Sited in the Mississippi River’s floodplain, immediately below the limestone bluffs that form the river gorge on a former channel of the river, this nearly 68-acre regional park is directly across from downtown St. Paul. Its simple design dedicates its central grassy open space to serving as an entrance, with walking and biking paths that radiate uniformly outward to a series of steps leading to the water’s edge. Small groves of native oaks remain on the periphery of this larger space.
The land was purchased by local physician Dr. Justus Ohage, the city's Commissioner of Health, who donated the land in 1900 to provide a place for residents without access to private clubs and gardens to enjoy fresh air along the water. It became a popular picnicking and recreation destination with beaches, playgrounds, and a zoo. Named for the city’s first public school teacher, Harriet Bishop, it was in constant use during first decades of the century, until the Great Depression cut park funding, resulting in deferred maintenance and diminished stewardship.

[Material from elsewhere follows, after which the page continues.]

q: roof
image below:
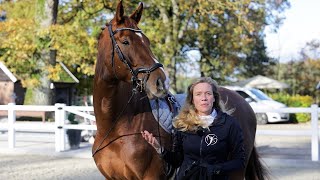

In 1940 the WPA/PWA provided funds to build a pavilion designed by Clarence “Cap” Wigington, the city's first African American City Architect. The pavilion was listed in the National Register of Historic Places in 1992 and renamed the Wigington Pavilion. The park was extended further east along the river and is now accessible by road or walking path. Paddleboats, a marina, and a public pier offer waterfront connectivity while trail links provide access to Lilydale Regional Park. The park is part of the Mississippi National River and Recreation Area.